Note Unlike WireGuard, GRE does not encrypt data. Thus, when traffic is sent between sites (over the internet), encryption should be implemented at the level of the underlying protocol bridging the sites.

Refs:

• https://www.geeksforgeeks.org/computer-networks/generic-routing-encapsulation-gre-tunnel/
• https://www.cloudflare.com/learning/network-layer/what-is-gre-tunneling/

Layer 2 Overlay Networks #

This subsection could be purely for academic/research purposes, since I don’t think there are real-world use cases where systems running modern apps would operate at Layer 2 or require specific network config at this level.

GRE, WireGuard, TailScale (uses WireGuard underneath) overlay networks provide Layer 3 connectivity. However, occasionally we may want to experiment with virtual Layer 2 interface. There are various protocols that can be used to implement such an interface: VXLAN (Virtual Extensible LAN), NV-GRE (Network Virtualization using Generic Route Encapsulation), and others.
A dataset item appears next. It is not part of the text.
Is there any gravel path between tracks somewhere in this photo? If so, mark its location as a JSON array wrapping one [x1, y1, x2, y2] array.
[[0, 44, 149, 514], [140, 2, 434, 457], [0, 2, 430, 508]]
VXLAN is supported by modern Linux Kernels and is easy to configure with ip link ... (Google instructions for Debian).

In general, the standards for Layer 2 and Layer 3 overlay networks are being discussed within the Network Virtualization Overlays Working Group (nvo3).

Refs:

• ip-link man pan
• VXLAN Example (blog)
• Virtual eXtensible Local Area Network (VXLAN)

VXLAN and MTU #

Notice that the VXLAN header is 50 bytes, so when specifying an overlay interface of type VXLAN, we should consider setting its MTU to be lower by 50 bytes from its underlaying network.